For a number of years researchers with the Centers for Disease Control, and others, have been trying to understand why a few compounds taken from essential oils of a couple of cedar species seems to be effective as repellents and insecticide against many ticks and mosquitoes. (I thought “essential oil” was a marketing term used by New Agey types, but it has a real definition: They’re distillations of aromatic compounds, or molecules with certain structures that aerosolize easily, so they are associated with specific smells.)

A report  (here) from two researchers with the CDC’s Division of Vector-Borne Infectious Diseases, put it this way: “They have been shown to have biological activity against a variety of mosquito and tick species. Although these components act as both repellents and insecticides, how they function in either capacity is unknown.”

What’s exciting, though, is that they don’t seem to operate the same way as existing insecticides and repellents – we know they don’t interact with the same molecular targets as existing insecticides, even if we don’t know exactly what they do – and this is of great potential value if any biting critters develop resistance to an existing chemical.

What’s this got to do with our governor? He just wrote a letter to the EPA, urging it to speed up review of nootkatone, which is derived from the Alaska yellow cedar, also known as the Nootka cypress, for use as an insecticide. The letter says that quick approval could produce products in time for use next spring, when hungry Lyme-laden ticks emerge from winter snow.

The CDC says on its website (here) that “Nootkatone appears to work differently compared to currently available insecticides and may be a valuable new option for fighting the growing problem of insecticide resistance in mosquitoes. It can be used on skin and lawns. To expand available insect repellent options, nootkatone could be formulated to be used in soaps, sprays, and lotions.” The Swiss biotech firm Evolva, which develops health and beauty products via fermentation, has bought the rights to develop products with nootkatone.
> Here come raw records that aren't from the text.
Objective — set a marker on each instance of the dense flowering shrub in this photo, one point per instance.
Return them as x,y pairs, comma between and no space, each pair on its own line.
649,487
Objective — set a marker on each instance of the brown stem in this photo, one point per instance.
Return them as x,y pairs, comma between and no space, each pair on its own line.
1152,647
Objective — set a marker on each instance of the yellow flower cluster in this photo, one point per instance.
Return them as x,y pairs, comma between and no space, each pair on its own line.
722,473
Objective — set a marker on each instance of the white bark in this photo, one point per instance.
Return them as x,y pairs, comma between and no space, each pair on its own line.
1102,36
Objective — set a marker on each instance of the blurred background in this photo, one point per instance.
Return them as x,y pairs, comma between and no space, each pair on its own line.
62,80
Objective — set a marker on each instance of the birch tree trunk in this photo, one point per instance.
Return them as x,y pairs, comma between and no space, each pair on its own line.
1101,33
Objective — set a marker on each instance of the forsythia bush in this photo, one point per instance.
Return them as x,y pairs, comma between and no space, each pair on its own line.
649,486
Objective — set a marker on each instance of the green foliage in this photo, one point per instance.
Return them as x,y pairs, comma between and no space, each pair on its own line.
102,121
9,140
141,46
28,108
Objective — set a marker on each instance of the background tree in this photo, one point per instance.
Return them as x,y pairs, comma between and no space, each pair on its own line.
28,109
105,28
It notes on its website:

Nootkatone already occurs in the natural environment and has an established track record as a flavor and fragrance ingredient, providing attractive characteristics in a number of respects. Nootkatone can be extracted in minute quantities from the skin of grapefruit or the bark of the Alaska yellow cedar (also known as the Nootka cypress), or produced on an industrial scale from brewing via yeast fermentation. Evolva is currently performing all necessary safety and efficacy studies to get nootkatone approved by the US Environmental Protection Agency, initially as a repellent against the blacklegged tick.